Riana meraih pemberian kakaknya itu, memeganngya erat. “Te-terima kasih kak”

“Cerialah, mungkin ibu sedang tidak bersama kita dan tidak dapat merayakan ulang tahunnya.Namun, disini kita punya sosok yang mirip dengannya dan berulang tahun di hari yang sama pula bukan?”

Frans mengedipkan sebelah matanya pada Riana.Saat itu juga Riana tertawa kecil, sedikit melupakan masalahnya.

“Ngomong-ngomong Riana, gambar yang kamu buat sebagai kartu ucapan untuk ibu, benar-benar parah sekali,” Frans mencoba mengubah suasana

“gambar?” Riana berpikir sejenak “ Kakak, melihatnya ya?”

“Tentu saja, aku juga sudah meletakkannya pada tempat yang semestinya,” ujar Frans.

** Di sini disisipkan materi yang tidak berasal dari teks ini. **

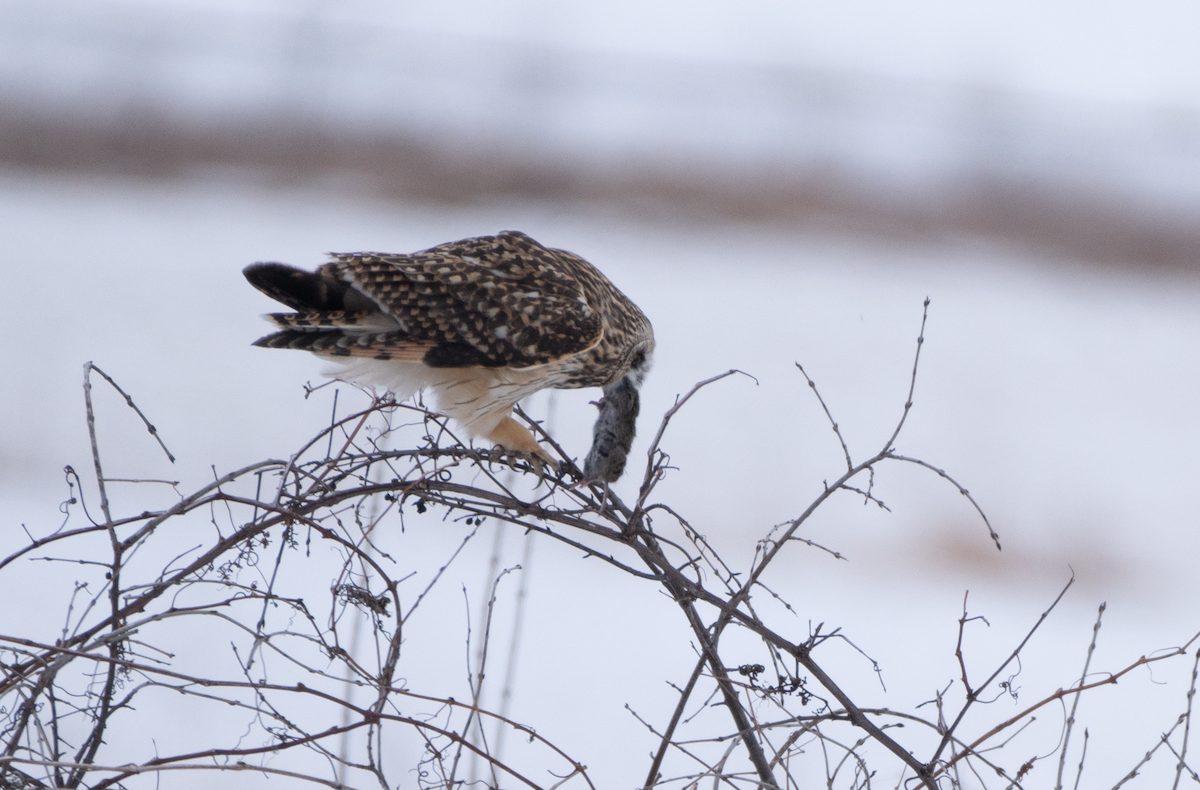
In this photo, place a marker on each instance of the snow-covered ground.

“Meletakkan pada tempat yang semestinya?” Riana berpikir sejenak, “Kakak membuangnya ya?  Tega sekali!” Riana segera berlari menuju kamarnya, berharap gambar yang telah ia persiapkan itu baik-baik saja.

“Tu-tuan muda, apa tuan benar-benar membungannya,”  tanya Lin pada Frans.

“Apa perangaiku seburuk itu ?” Frans berdiri, menggaruk belakang kepalanya. “Seperti yang aku bilang, aku meletakkannya pada tempat yang semestinya,” ucap Frans sambil berkacak pinggang.

“Oh, begitu ya, syukurlah,” balas Lin yang telah mengerti dengan maksud ucapan Frans.

Sementara itu di waktu yang sama, di dalam mobil pribadi keluarga Ellon yang hendak menuju rumah sakit, ibu Riana tampak tersenyum memandangi selembar kertas yang ia temukan terselip dalam tas besarnya.

Selamat ulang tahun ibu, semoga panjang umur dan sehat selalu, begitulah yang tertulis di sana dengan pilihan warna dan rupa gambar yang berantakan.Namun, baginya itu adalah harta karun yang berharga dan harus ia rawat dengan baik.